A muttering bag lady sits on the church’s front steps. She’s dressed in a parka and a wool cap. It’s 85 degrees in the shade and she’s rummaging around in her suitcase. An overly dressed usher leans over and asks if she’d like to come inside for the service. She looks at him like he just suggested she commit suicide. I smile at her and she spits on the sidewalk. I cross the street as a lowered Impala drives by, its stereo so loud it drowns everything in its wake.

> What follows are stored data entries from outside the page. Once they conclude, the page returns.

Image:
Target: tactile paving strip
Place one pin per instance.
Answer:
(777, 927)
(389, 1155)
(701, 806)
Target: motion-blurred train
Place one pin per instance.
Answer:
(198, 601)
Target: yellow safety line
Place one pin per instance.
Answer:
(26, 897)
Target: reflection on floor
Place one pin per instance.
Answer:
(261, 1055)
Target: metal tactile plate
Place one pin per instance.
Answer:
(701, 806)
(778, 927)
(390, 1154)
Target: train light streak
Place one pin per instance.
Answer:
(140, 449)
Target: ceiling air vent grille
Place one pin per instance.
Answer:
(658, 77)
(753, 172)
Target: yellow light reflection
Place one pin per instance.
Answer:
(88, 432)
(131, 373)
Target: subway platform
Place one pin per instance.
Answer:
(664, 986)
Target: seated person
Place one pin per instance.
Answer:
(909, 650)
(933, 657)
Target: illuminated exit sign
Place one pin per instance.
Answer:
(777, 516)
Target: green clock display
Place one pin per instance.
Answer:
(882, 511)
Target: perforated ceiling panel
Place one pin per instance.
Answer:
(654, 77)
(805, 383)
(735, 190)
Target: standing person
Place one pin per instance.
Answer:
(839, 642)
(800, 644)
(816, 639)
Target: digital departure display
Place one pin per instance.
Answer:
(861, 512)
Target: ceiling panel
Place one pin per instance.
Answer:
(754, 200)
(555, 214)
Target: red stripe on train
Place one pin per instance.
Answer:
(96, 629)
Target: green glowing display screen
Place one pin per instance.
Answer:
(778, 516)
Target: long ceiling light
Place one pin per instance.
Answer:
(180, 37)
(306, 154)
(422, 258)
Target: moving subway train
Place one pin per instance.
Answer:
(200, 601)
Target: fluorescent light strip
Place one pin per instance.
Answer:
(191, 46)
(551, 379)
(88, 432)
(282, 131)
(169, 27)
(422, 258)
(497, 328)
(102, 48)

Three tall girls in short tight skirts, high heels, bleached blonde hair, and tiny tank tops are standing at the corner looking confused. They’re dressed like hookers, or maybe it’s Paris Hilton, or a combo of both. They’re not exactly svelte, and their bodies strain the confines of their clothing. One of them takes off her gold Gucci sunglasses and tries to smile as I approach. “Grauman. Chinese.” she says. It’s not a question. It’s a statement.
“Yes?” I say.
“We want,” she says. Her accent is Russian, or some other Slavic country. The other two stare at me and surrounded by that much exposed flesh I’m momentarily lost for words. A taxicab slows down and stops. One of the girls walks over and leans in to talk with the driver. A bird chirps in the tree above us and I think of the fucking bird in front of my apartment that woke me up.
“Three blocks, to your left on Hollywood,” I tell her.
She says, “thank you,” and puts her sunglasses back on. They all teeter over to the cab and fold themselves inside. I watch their blonde heads bobbing in the rear window as they drive off in the other direction. On the ground is a crisp twenty-dollar bill. I pick it up and turn towards the cab waving it in the air, but they’re already two blocks away. Shoving it in my pocket I walk towards Hollywood Blvd. I need coffee. I need to start my day.